Deprescribing in Clinical Practice: Reducing Polypharmacy in Older Patients

An Expert Interview With Ian A. Scott, MBBS, FRACP, MHA

Linda Brookes, MSc; Ian A. Scott, MBBS, FRACP, MHA


November 26, 2013

In This Article

Talking to Patients

Medscape: When you have identified a patient who might be a suitable candidate for prescribing, how do you approach them about it?

Dr. Scott: It takes some time to talk to patients and find out what drugs they are taking and discuss what is most important for them in relation to what we are trying to achieve with whatever healthcare we are providing. Older people are not necessarily interested in prolonging life; they know that their life is only of a certain duration, and what they want to do is to be able to spend it well.

Then we have a good look at what drugs they are taking and the indications for each one. Why did we put them on these drugs in the first place? What was the diagnosis? For example, in older people, we often find that they were put on a nitrate because they had chest pain at some stage, and doctors thought that they probably had ischemic heart disease; but when you drill down, there is little information to confirm this diagnosis. Taking the history again, the chest pain really sounds atypical and probably not ischemic anyway, yet the patient has been on this drug for some years. Nitrate is a vasodilator, so it can lower blood pressure and it can predispose to falls in older people.

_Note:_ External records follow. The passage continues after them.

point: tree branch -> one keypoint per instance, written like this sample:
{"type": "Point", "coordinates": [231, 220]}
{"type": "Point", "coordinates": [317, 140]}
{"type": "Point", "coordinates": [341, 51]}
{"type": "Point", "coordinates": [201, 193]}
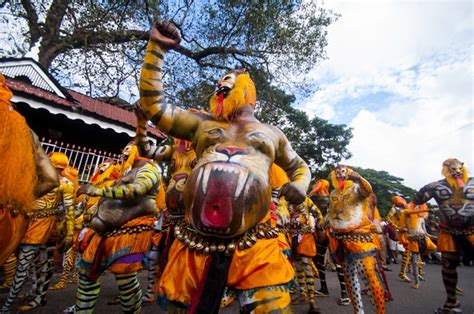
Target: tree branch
{"type": "Point", "coordinates": [32, 18]}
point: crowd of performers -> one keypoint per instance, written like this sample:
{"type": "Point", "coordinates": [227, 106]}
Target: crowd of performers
{"type": "Point", "coordinates": [233, 222]}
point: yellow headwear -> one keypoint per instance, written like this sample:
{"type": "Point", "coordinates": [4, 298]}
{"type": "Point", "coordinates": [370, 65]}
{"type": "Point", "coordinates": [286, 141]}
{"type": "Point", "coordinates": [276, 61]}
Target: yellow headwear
{"type": "Point", "coordinates": [335, 182]}
{"type": "Point", "coordinates": [59, 160]}
{"type": "Point", "coordinates": [128, 164]}
{"type": "Point", "coordinates": [243, 93]}
{"type": "Point", "coordinates": [399, 201]}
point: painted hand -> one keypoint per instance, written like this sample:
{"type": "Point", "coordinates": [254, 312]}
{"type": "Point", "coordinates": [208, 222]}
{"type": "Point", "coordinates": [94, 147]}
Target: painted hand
{"type": "Point", "coordinates": [166, 34]}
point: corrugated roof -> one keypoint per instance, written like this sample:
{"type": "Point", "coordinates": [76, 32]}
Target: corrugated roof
{"type": "Point", "coordinates": [88, 104]}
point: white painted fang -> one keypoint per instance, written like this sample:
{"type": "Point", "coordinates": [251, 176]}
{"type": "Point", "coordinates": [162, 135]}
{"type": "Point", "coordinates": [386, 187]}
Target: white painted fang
{"type": "Point", "coordinates": [241, 183]}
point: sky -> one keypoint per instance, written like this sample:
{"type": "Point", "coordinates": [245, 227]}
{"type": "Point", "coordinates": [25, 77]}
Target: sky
{"type": "Point", "coordinates": [400, 73]}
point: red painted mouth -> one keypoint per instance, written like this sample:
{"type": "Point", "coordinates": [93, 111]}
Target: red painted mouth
{"type": "Point", "coordinates": [217, 209]}
{"type": "Point", "coordinates": [459, 181]}
{"type": "Point", "coordinates": [341, 184]}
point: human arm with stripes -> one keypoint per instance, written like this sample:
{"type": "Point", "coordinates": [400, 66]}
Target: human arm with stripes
{"type": "Point", "coordinates": [146, 178]}
{"type": "Point", "coordinates": [168, 118]}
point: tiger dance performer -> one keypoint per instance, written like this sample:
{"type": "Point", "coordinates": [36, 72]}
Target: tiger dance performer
{"type": "Point", "coordinates": [304, 219]}
{"type": "Point", "coordinates": [119, 233]}
{"type": "Point", "coordinates": [227, 239]}
{"type": "Point", "coordinates": [455, 197]}
{"type": "Point", "coordinates": [418, 240]}
{"type": "Point", "coordinates": [353, 242]}
{"type": "Point", "coordinates": [182, 158]}
{"type": "Point", "coordinates": [104, 176]}
{"type": "Point", "coordinates": [43, 229]}
{"type": "Point", "coordinates": [393, 224]}
{"type": "Point", "coordinates": [320, 196]}
{"type": "Point", "coordinates": [26, 173]}
{"type": "Point", "coordinates": [397, 216]}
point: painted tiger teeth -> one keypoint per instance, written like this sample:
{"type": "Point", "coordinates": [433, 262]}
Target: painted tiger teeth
{"type": "Point", "coordinates": [241, 183]}
{"type": "Point", "coordinates": [205, 179]}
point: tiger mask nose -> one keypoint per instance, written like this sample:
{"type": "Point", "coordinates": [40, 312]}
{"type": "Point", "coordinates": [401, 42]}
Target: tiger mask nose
{"type": "Point", "coordinates": [231, 150]}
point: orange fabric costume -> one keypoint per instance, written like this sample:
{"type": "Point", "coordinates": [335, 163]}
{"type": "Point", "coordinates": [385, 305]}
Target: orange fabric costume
{"type": "Point", "coordinates": [353, 241]}
{"type": "Point", "coordinates": [17, 173]}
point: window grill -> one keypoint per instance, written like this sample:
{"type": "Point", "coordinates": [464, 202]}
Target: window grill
{"type": "Point", "coordinates": [84, 159]}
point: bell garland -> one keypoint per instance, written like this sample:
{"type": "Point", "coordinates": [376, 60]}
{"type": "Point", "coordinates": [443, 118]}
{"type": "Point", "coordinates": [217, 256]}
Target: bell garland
{"type": "Point", "coordinates": [207, 245]}
{"type": "Point", "coordinates": [129, 230]}
{"type": "Point", "coordinates": [352, 236]}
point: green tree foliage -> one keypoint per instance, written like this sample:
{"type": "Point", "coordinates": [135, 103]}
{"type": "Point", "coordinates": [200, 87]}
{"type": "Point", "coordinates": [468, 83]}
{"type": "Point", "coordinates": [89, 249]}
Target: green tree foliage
{"type": "Point", "coordinates": [100, 44]}
{"type": "Point", "coordinates": [97, 47]}
{"type": "Point", "coordinates": [385, 186]}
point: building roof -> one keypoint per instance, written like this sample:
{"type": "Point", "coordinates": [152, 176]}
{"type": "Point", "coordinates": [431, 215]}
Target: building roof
{"type": "Point", "coordinates": [26, 77]}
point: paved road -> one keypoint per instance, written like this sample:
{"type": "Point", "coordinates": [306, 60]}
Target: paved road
{"type": "Point", "coordinates": [407, 300]}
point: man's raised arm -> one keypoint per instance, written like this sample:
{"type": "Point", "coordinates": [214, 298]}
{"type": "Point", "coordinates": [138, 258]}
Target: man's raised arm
{"type": "Point", "coordinates": [167, 117]}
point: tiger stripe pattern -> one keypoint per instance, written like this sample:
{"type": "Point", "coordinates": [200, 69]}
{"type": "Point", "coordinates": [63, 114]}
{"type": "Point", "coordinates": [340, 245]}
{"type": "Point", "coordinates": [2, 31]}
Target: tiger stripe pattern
{"type": "Point", "coordinates": [367, 267]}
{"type": "Point", "coordinates": [152, 267]}
{"type": "Point", "coordinates": [87, 294]}
{"type": "Point", "coordinates": [46, 270]}
{"type": "Point", "coordinates": [130, 292]}
{"type": "Point", "coordinates": [26, 257]}
{"type": "Point", "coordinates": [406, 255]}
{"type": "Point", "coordinates": [69, 269]}
{"type": "Point", "coordinates": [305, 276]}
{"type": "Point", "coordinates": [146, 179]}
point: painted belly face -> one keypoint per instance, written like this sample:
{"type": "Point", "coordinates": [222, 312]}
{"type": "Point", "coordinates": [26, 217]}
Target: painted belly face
{"type": "Point", "coordinates": [345, 211]}
{"type": "Point", "coordinates": [183, 161]}
{"type": "Point", "coordinates": [228, 191]}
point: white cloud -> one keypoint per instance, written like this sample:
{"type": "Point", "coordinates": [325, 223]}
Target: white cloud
{"type": "Point", "coordinates": [420, 54]}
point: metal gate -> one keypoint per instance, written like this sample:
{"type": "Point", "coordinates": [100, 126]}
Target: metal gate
{"type": "Point", "coordinates": [84, 159]}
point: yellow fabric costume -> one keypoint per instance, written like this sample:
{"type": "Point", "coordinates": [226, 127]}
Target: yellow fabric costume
{"type": "Point", "coordinates": [227, 216]}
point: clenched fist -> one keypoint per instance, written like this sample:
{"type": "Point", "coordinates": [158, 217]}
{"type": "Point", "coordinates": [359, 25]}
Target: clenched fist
{"type": "Point", "coordinates": [166, 34]}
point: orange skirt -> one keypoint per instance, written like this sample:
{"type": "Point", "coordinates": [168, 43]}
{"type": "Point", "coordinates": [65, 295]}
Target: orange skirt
{"type": "Point", "coordinates": [121, 254]}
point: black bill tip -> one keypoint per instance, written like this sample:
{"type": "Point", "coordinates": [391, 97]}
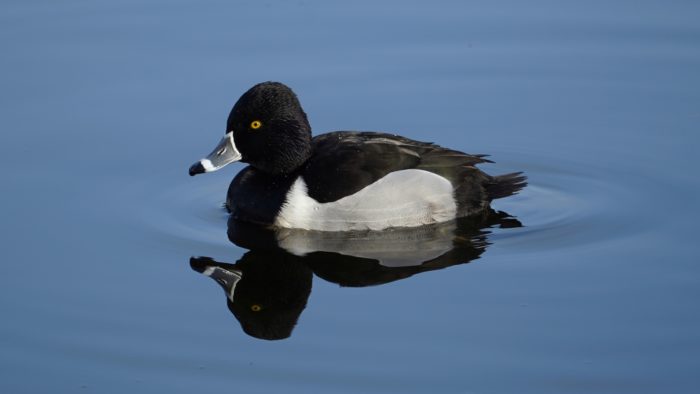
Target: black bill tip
{"type": "Point", "coordinates": [196, 168]}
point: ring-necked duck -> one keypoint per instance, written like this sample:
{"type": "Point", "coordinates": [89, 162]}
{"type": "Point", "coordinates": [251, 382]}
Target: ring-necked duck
{"type": "Point", "coordinates": [342, 180]}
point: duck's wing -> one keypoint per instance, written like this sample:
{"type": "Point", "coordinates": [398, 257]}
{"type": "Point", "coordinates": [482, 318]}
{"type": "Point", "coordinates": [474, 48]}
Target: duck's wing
{"type": "Point", "coordinates": [346, 162]}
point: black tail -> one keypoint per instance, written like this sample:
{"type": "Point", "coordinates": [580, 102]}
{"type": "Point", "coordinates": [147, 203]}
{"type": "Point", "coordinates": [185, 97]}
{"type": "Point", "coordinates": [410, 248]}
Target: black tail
{"type": "Point", "coordinates": [505, 185]}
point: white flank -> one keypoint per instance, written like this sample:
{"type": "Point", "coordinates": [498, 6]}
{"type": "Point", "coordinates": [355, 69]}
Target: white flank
{"type": "Point", "coordinates": [406, 198]}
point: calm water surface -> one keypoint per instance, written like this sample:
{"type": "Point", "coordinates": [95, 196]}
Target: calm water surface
{"type": "Point", "coordinates": [105, 105]}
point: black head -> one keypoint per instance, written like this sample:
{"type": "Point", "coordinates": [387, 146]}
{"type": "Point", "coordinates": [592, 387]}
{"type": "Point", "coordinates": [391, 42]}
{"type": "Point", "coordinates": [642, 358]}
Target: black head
{"type": "Point", "coordinates": [267, 129]}
{"type": "Point", "coordinates": [270, 129]}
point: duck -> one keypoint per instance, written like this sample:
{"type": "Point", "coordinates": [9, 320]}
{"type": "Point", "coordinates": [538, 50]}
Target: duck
{"type": "Point", "coordinates": [342, 180]}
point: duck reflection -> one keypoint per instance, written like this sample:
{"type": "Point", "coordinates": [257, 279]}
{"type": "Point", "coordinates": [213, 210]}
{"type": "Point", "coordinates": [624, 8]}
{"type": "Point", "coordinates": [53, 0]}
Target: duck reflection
{"type": "Point", "coordinates": [267, 288]}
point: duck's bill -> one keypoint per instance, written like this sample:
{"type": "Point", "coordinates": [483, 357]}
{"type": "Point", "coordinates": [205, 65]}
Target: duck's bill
{"type": "Point", "coordinates": [223, 154]}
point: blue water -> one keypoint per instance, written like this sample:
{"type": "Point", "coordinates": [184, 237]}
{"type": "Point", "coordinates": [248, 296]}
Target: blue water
{"type": "Point", "coordinates": [104, 105]}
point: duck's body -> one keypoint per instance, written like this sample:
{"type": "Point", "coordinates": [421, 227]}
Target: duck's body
{"type": "Point", "coordinates": [344, 181]}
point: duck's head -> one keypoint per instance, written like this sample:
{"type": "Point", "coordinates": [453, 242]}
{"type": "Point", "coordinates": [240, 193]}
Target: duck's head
{"type": "Point", "coordinates": [267, 129]}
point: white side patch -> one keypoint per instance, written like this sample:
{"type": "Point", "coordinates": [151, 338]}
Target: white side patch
{"type": "Point", "coordinates": [406, 198]}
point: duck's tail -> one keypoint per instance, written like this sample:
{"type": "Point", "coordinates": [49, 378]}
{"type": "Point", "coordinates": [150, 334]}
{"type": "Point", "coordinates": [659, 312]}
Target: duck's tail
{"type": "Point", "coordinates": [505, 185]}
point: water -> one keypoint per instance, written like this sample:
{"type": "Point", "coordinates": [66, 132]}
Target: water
{"type": "Point", "coordinates": [105, 105]}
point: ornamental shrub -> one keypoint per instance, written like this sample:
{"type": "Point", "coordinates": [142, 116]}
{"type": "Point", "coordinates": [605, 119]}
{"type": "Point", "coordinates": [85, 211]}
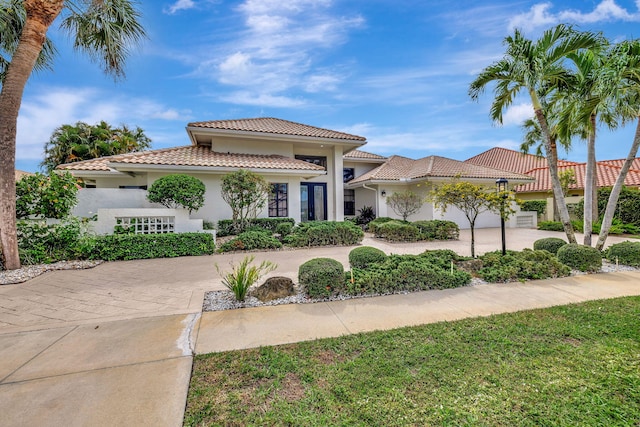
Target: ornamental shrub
{"type": "Point", "coordinates": [627, 253]}
{"type": "Point", "coordinates": [324, 233]}
{"type": "Point", "coordinates": [526, 265]}
{"type": "Point", "coordinates": [364, 256]}
{"type": "Point", "coordinates": [398, 231]}
{"type": "Point", "coordinates": [373, 224]}
{"type": "Point", "coordinates": [551, 244]}
{"type": "Point", "coordinates": [321, 277]}
{"type": "Point", "coordinates": [580, 257]}
{"type": "Point", "coordinates": [251, 240]}
{"type": "Point", "coordinates": [143, 246]}
{"type": "Point", "coordinates": [178, 191]}
{"type": "Point", "coordinates": [437, 229]}
{"type": "Point", "coordinates": [550, 226]}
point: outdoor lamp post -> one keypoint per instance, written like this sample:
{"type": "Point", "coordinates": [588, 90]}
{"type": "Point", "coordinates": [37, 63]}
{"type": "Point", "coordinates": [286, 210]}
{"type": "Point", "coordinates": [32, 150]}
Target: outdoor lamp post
{"type": "Point", "coordinates": [501, 187]}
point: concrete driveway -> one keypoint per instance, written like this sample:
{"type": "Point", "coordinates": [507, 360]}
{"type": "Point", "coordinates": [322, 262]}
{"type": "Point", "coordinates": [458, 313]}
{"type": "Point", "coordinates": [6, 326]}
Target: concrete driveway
{"type": "Point", "coordinates": [113, 345]}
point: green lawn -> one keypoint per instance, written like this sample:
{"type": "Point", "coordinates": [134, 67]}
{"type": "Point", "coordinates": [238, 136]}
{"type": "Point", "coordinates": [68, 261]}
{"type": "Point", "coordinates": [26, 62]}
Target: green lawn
{"type": "Point", "coordinates": [564, 366]}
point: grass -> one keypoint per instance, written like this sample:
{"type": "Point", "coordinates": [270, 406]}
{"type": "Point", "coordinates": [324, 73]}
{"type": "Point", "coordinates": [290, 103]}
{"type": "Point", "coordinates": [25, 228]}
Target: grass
{"type": "Point", "coordinates": [562, 366]}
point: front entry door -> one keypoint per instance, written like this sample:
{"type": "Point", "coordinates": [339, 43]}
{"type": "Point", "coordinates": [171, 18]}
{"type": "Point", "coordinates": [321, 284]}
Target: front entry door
{"type": "Point", "coordinates": [313, 201]}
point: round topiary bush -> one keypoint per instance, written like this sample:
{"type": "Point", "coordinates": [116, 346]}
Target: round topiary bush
{"type": "Point", "coordinates": [550, 244]}
{"type": "Point", "coordinates": [627, 253]}
{"type": "Point", "coordinates": [364, 256]}
{"type": "Point", "coordinates": [580, 257]}
{"type": "Point", "coordinates": [321, 277]}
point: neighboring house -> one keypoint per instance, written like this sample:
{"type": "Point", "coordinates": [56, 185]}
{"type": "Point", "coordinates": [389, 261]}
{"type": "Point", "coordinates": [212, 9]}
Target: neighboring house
{"type": "Point", "coordinates": [399, 174]}
{"type": "Point", "coordinates": [304, 164]}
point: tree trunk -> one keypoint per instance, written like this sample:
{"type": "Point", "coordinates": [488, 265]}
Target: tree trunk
{"type": "Point", "coordinates": [552, 160]}
{"type": "Point", "coordinates": [589, 182]}
{"type": "Point", "coordinates": [615, 191]}
{"type": "Point", "coordinates": [40, 15]}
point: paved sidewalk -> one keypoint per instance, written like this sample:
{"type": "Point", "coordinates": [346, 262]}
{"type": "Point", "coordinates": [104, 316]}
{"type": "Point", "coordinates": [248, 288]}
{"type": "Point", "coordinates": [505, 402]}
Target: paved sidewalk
{"type": "Point", "coordinates": [114, 345]}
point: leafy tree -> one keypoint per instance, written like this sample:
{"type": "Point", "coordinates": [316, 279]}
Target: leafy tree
{"type": "Point", "coordinates": [405, 204]}
{"type": "Point", "coordinates": [46, 196]}
{"type": "Point", "coordinates": [540, 69]}
{"type": "Point", "coordinates": [178, 191]}
{"type": "Point", "coordinates": [73, 143]}
{"type": "Point", "coordinates": [472, 200]}
{"type": "Point", "coordinates": [247, 194]}
{"type": "Point", "coordinates": [104, 29]}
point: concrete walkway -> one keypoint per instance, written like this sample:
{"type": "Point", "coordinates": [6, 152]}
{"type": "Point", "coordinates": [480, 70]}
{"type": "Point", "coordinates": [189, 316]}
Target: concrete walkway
{"type": "Point", "coordinates": [113, 345]}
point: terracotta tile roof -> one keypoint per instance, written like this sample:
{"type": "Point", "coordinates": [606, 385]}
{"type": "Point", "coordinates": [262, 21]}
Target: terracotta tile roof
{"type": "Point", "coordinates": [398, 168]}
{"type": "Point", "coordinates": [607, 175]}
{"type": "Point", "coordinates": [275, 126]}
{"type": "Point", "coordinates": [193, 156]}
{"type": "Point", "coordinates": [362, 155]}
{"type": "Point", "coordinates": [511, 160]}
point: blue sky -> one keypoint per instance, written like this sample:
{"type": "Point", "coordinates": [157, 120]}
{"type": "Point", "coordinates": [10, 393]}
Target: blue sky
{"type": "Point", "coordinates": [394, 71]}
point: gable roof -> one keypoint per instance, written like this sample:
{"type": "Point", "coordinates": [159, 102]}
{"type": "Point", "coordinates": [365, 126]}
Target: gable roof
{"type": "Point", "coordinates": [511, 160]}
{"type": "Point", "coordinates": [271, 125]}
{"type": "Point", "coordinates": [194, 156]}
{"type": "Point", "coordinates": [606, 175]}
{"type": "Point", "coordinates": [402, 169]}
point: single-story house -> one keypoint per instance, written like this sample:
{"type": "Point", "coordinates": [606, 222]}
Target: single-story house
{"type": "Point", "coordinates": [317, 174]}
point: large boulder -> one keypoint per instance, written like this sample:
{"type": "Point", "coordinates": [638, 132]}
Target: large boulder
{"type": "Point", "coordinates": [274, 288]}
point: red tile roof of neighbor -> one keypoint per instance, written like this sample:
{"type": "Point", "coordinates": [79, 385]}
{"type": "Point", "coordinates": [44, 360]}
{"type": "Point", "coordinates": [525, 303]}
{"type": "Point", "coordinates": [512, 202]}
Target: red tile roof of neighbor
{"type": "Point", "coordinates": [196, 156]}
{"type": "Point", "coordinates": [606, 174]}
{"type": "Point", "coordinates": [275, 126]}
{"type": "Point", "coordinates": [399, 168]}
{"type": "Point", "coordinates": [511, 160]}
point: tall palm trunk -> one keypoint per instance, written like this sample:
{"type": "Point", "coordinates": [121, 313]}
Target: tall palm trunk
{"type": "Point", "coordinates": [617, 187]}
{"type": "Point", "coordinates": [39, 16]}
{"type": "Point", "coordinates": [552, 160]}
{"type": "Point", "coordinates": [589, 182]}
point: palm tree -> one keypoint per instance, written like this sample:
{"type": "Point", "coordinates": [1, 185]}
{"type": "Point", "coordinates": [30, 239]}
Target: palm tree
{"type": "Point", "coordinates": [539, 69]}
{"type": "Point", "coordinates": [104, 29]}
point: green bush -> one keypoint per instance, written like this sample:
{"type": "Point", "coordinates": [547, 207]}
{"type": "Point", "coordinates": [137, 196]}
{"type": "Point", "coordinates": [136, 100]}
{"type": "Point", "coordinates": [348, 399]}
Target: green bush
{"type": "Point", "coordinates": [251, 240]}
{"type": "Point", "coordinates": [525, 265]}
{"type": "Point", "coordinates": [324, 233]}
{"type": "Point", "coordinates": [550, 226]}
{"type": "Point", "coordinates": [431, 270]}
{"type": "Point", "coordinates": [225, 226]}
{"type": "Point", "coordinates": [373, 224]}
{"type": "Point", "coordinates": [627, 253]}
{"type": "Point", "coordinates": [321, 277]}
{"type": "Point", "coordinates": [364, 256]}
{"type": "Point", "coordinates": [580, 257]}
{"type": "Point", "coordinates": [398, 231]}
{"type": "Point", "coordinates": [143, 246]}
{"type": "Point", "coordinates": [178, 191]}
{"type": "Point", "coordinates": [539, 206]}
{"type": "Point", "coordinates": [551, 244]}
{"type": "Point", "coordinates": [39, 243]}
{"type": "Point", "coordinates": [437, 229]}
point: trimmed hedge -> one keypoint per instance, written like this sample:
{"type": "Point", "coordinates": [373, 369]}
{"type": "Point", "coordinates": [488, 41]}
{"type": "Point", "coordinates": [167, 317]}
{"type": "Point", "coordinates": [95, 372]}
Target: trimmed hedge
{"type": "Point", "coordinates": [364, 256]}
{"type": "Point", "coordinates": [225, 226]}
{"type": "Point", "coordinates": [551, 244]}
{"type": "Point", "coordinates": [525, 265]}
{"type": "Point", "coordinates": [580, 257]}
{"type": "Point", "coordinates": [324, 233]}
{"type": "Point", "coordinates": [251, 240]}
{"type": "Point", "coordinates": [627, 253]}
{"type": "Point", "coordinates": [430, 270]}
{"type": "Point", "coordinates": [143, 246]}
{"type": "Point", "coordinates": [321, 277]}
{"type": "Point", "coordinates": [437, 229]}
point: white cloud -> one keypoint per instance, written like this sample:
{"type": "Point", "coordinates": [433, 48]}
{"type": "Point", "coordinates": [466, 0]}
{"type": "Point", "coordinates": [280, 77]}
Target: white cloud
{"type": "Point", "coordinates": [540, 15]}
{"type": "Point", "coordinates": [178, 6]}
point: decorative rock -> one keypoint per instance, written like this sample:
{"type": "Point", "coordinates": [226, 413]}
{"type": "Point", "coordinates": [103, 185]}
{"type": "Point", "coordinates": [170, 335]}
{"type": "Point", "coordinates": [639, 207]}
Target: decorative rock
{"type": "Point", "coordinates": [274, 288]}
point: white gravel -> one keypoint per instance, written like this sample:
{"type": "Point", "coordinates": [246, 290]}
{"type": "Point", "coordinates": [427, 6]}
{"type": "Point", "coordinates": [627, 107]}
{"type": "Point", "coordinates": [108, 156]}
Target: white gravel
{"type": "Point", "coordinates": [9, 277]}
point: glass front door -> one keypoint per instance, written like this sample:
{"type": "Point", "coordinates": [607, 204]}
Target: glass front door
{"type": "Point", "coordinates": [313, 201]}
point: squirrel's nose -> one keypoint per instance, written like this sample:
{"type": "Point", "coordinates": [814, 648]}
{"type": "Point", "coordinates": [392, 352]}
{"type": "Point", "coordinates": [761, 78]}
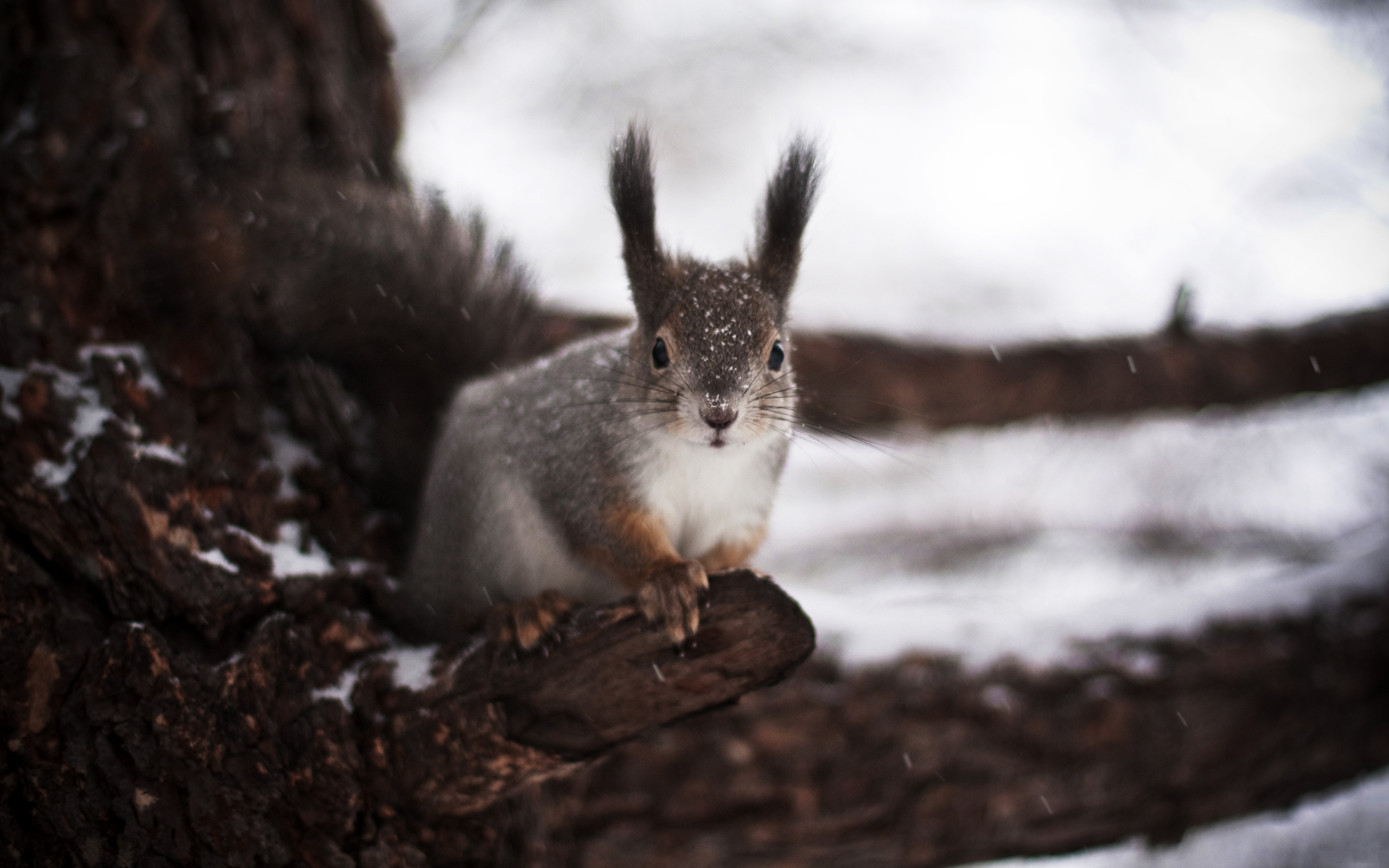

So you have to critically review the original indication, whether it was verified, and whether the patient reports that the medication actually had any effect on the original symptoms.. We often find that when you ask the patient whether the drug made any difference to how they felt, they reply, "Not really" -- perhaps a little, but there was no strong effect -- and therefore perhaps this drug may not be having an effect at all other than a placebo effect.

Medscape: What do you do about relatively innocuous compounds, such as vitamins? If you stopped these straightaway, would it help gain the patient's trust in the process before moving to the more potent compounds?

Dr. Scott: We do not worry much about innocuous drugs, such as vitamin pills and so forth. My personal opinion is that many people are spending a lot of their own money on vitamins and health supplements and other things that, in my opinion, don't do them any good, but that is their personal decision.

Medscape: What about over-the-counter nonprescription medicines, such as analgesics or laxatives?

Dr. Scott: Most of these drugs are associated with a relatively low risk for harm, so again our focus is not so much on them. It is more important to try to get patients off drugs that we know from quite a wealth of literature do increase the risk of harm.

Medscape: Such drugs as analgesics and sleep aids are routinely prescribed in older patients, and they often feel a reliance on these drugs. What do you do about these?

Dr. Scott: This is a dilemma. In some cases, patients will have a very strong fixation on certain drugs, and there is no way you are going to get them to stop taking them. That's fair enough; it is all part of shared decision-making. If the patient perceives the drug to be of benefit and if they are prepared to tolerate the side effects or potential harm, then that is their decision, and we go along with that. The important thing is to have the conversation and to ensure that patients are properly informed of the benefits and risks and that they then come to a decision about whether they want to accept the risks.

Medscape: In the United States, some physicians have complained that the pressure on patients of direct-to-consumer advertising of pharmaceuticals may increase the risk for polypharmacy. Do you have this problem in Australia?

Dr. Scott: No, we don't. Australia doesn't have direct-to-consumer advertising of drugs and hopefully never will.